Attendere…

Il ritorno di Godwin, migrante per l’eternità

  • Autore: Mauro Armanino
  • Written: 01/21/2024

Ieri non c’era nessuno per la sua sepoltura. Solo la terra, silenziosa e accogliente come un grembo materno, l’ha preso e custodito. Lui era arrivato a un certo punto dell’anno scorso sostenendo di essere liberiano di nazionalità. O meglio, liberiano oppure nigeriano secondo le prospettive, le circostanze e soprattutto le opportunità offerte dal destino. Sosteneva anche di non essere in possesso di alcun documento di identità o di viaggio.
L’unica cosa certa, ben visibile, era un tumore che si era installato sulla parte sinistra del suo volto che gli diminuiva la facoltà di parlare e di vedere correttamente. La croce rossa nigerina prima e il servizio pastorale dei migranti poi, hanno accompagnato gli sforzi dei servizi medici locali per lenire il dolore e tentare un’improbabile guarigione. Fin dal suo arrivo a Niamey sosteneva di chiamarsi Steven e di essere portatore di una duplice ed effimera nazionalità. Col passare dei giorni e la vicinanza di alcuni migranti liberiani, ha esibito un passaporto nel quale emergevano dettagli imprevedibili del suo percorso migratorio. Confezionato ad Addis Abeba in Etiopia, con un timbro dell’arrivo a Dubai, negli Emirati Arabi Uniti, l’altro ad Abidjan nella Costa d’Avorio. Mancava quello dell’ingresso nel Niger dove era arrivato perché gli avevano detto che a Niamey ci si prende cura dei migranti.
Ed è così che Steven, si è trasformato successivamente in Godwin, il nome scritto sul passaporto che attestava la sua nazionalità nigeriana. Godwin, Dio vince, era il nome chi si portava addosso come il gonfiore 10/10 sul volto che non accennava a diminuire finché cominciò la chemioterapia nell’ospedale di
oncologia di Niamey.

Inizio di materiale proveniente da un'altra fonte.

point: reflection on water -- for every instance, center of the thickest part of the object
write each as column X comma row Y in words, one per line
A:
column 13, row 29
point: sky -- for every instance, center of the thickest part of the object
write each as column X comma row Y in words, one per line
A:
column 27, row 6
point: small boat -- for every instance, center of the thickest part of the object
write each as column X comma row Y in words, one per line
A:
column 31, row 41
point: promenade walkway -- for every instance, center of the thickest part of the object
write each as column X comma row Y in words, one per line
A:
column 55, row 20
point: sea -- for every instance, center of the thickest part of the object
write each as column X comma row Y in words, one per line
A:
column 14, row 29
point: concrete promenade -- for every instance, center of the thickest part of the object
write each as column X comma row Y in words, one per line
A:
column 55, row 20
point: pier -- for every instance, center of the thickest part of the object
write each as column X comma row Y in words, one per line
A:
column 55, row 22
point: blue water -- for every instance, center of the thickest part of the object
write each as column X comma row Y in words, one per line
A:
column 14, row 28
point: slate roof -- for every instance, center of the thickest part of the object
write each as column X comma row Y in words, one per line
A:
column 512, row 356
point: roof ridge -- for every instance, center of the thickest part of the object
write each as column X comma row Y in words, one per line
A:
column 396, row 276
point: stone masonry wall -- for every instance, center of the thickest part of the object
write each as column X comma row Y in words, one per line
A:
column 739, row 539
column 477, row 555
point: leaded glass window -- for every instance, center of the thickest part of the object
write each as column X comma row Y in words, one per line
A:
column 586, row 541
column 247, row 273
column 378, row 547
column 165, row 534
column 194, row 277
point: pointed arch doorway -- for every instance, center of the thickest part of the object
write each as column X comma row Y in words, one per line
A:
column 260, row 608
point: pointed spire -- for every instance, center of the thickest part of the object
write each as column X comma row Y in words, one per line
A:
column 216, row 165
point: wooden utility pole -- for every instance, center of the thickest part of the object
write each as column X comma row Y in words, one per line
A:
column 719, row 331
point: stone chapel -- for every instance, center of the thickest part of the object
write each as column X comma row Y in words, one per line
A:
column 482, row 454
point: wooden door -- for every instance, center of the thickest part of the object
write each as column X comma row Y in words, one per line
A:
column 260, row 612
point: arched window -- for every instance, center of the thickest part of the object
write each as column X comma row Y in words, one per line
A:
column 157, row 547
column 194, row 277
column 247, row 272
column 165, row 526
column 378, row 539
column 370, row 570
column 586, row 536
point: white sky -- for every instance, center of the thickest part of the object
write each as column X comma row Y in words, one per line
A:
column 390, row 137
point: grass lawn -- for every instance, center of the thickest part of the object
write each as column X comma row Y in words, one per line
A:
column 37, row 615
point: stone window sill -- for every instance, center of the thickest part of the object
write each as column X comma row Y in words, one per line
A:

Passavano i mesi, la terapia e le la cura di medicine con scarsi risultati perché il corpo sembrava stanco del tanto camminare nel mondo.
Godwin si è spento l’altro giorno, un giovedì sera verso le 19 e, con celerità si è fatto il possibile perché egli abbia una degna sepoltura nel cimitero cristiano della capitale. Un breve soggiorno all’obitorio del cimitero musulmano e poi, dopo la pulizia del corpo, Godwin è stato adagiato in un feretro di legno leggero e arricchito da una croce scolpita nella parte superiore della cassa. Il trasporto sul retro di una pick up fino al cimitero e poi l’ingresso per l’ultima migrazione, la più impegnativa di tutte, dopo una breve preghiera di commiato e la benedizione della tomba. Il feretro è stato deposto nella nuda terra e poi ricoperto di sabbia. Un paio di amici che l’hanno accompagnato in questi mesi e soprattutto lei, la terra che nel silenzio materno l’ha preso in sé.
Accanto alla tomba non c’era nessun membro dell’ambasciata della Nigeria e dell’associazione dei nigeriani di Niamey, malgrado fossero informati del decesso. Godwin, il Dio che vince, era morto abbandonato da tutti. Solo il grembo della terra si è riaperto e l’ha custodito, per l’eternità.